In a comment on this post, it pointed out that the Box-Muller method is the preferred choice for GPUs, as evidenced by its implementation in Nvidia’s CUDA library. The reason is GPUs do not handle well loops and branches in algorithms, so you should use methods that avoid these algorithmic steps. And the Box-Muller method is one that does just that.
The NVDIA website says:
Because GPUs are so sensitive to looping and branching, it turns out that the best choice for the Gaussian transform is actually the venerable Box-Muller transform
Further reading
Websites
Many websites detail this method. Here’s a couple:
- https://mathworld.wolfram.com/Box-MullerTransformation.html
- https://en.wikipedia.org/wiki/Box%E2%80%93Muller_transform
- https://quantgirl.blog/box-muller-and-marsaglia-bray/
For details on implementing this method on Nvidia GPUs, look at this page on the Nvidia website for using the CUDA library:
Papers
The original paper (which is freely available here) is:
- 1958 – Box and Muller, A Note on the Generation of Random Normal Deviates.

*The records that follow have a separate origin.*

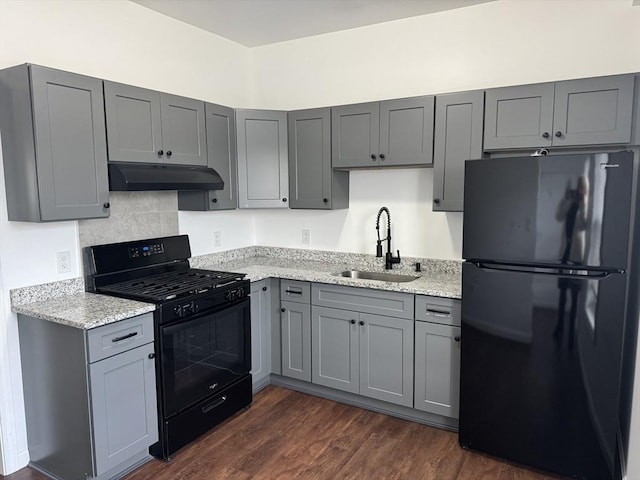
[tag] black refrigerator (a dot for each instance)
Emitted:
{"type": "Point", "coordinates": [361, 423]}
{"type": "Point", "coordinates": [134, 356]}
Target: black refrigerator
{"type": "Point", "coordinates": [546, 246]}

Another paper by Muller connects normal variables and the (surface of a) sphere:
- 1959 – Muller, A note on a method for generating points uniformly on n-dimensional spheres.
Books
Many books on stochastic simulation cover the Box-Muller method. The classic book by Devroye with the descriptive title Non-Uniform Random Variate Generation covers this method; see Section 4.1. There’s also the Handbook of Monte Carlo Methods by Kroese, Taimre and Botev; see Section 3.1.2.7. Ripley also covers the method (and he makes a remark with some snark that many people incorrectly spell it the Box-Müller method); see Section 3.1. The book Stochastic Simulation: Algorithms and Analysis by Asmussen and Glynn also mention the method and a variation by Marsaglia; see Examples 2.11 and 2.12.